The word ‘Robben’ is Dutch for ‘seal’, but on 23 June 2000 it was another species that faced grave peril when a Panamanian cargo ship transporting 140,000 tonnes of iron ore from China to Brazil became the latest victim of the unforgiving waters.

When MV Treasure sank after developing a hole in her hull, she disgorged tonnes of oil into the sea, creating an environmental catastrophe that threatened an already endangered colony of African penguins on Robben Island and neighbouring Dassen Island. The disaster could not have come at a worse time for the birds, who were in the throes of a breeding season, and were busy catching fish for their offspring when they became engulfed in the sticky slick.

As the oil spread, the stricken birds began assembling on the shores, just a few at first, then hundreds, then thousands. They stood shoulder to shoulder, black and bedraggled, hunched like miserable, dishevelled crows. These were the lucky ones: others did not make it to shore fast enough, and succumbed to hypothermia or drowning. The future of the African penguin, once the most common seabird in these parts, now hung by a thread. A hundred years ago, their numbers stood at 3 to 4 million.

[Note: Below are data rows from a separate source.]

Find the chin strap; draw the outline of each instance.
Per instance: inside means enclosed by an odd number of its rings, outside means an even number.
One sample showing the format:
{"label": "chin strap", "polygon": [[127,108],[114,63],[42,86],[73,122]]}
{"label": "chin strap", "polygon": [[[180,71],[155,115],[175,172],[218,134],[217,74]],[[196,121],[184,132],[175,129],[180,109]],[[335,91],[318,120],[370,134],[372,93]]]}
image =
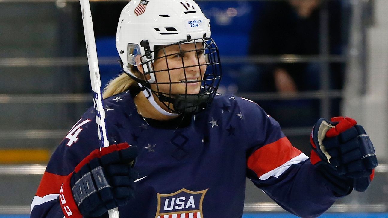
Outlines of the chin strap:
{"label": "chin strap", "polygon": [[179,114],[175,114],[173,113],[170,113],[168,111],[166,111],[164,109],[162,108],[159,106],[159,105],[155,101],[155,99],[154,98],[154,95],[152,94],[152,93],[151,92],[151,90],[150,90],[148,88],[143,86],[140,83],[138,83],[138,84],[139,85],[139,87],[140,88],[143,90],[143,93],[144,94],[144,96],[147,98],[148,100],[149,101],[149,102],[151,103],[151,104],[154,106],[154,107],[158,111],[159,111],[160,113],[164,115],[166,115],[170,116],[179,116]]}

By the time the disaster struck, their ranks had already been depleted to some 170,000.

The tragedy triggered one of the world’s greatest wildlife rescue operations. As news of the crisis spread, penguin specialists from all over the world headed to South Africa to join a 12,000-strong army of volunteers in a race against time to save lives.

Over 16,000 oiled birds were corralled, captured, boxed up, trucked, ferried and even flown by army helicopter to the mainland for treatment. The oiled birds were gathered in a massive disused train-repair shed in Cape Town, where they were fed and scrubbed clean by willing hands armed with toothbrushes and washing-up liquid. Thousands of traumatised penguins stood in stunned silence as the volunteers laboured amid an overpowering stench of excrement, oil, fish and human sweat.1

Nearly 20,000 birds were saved before they became oiled, but rescuers faced a dilemma: what to do with them.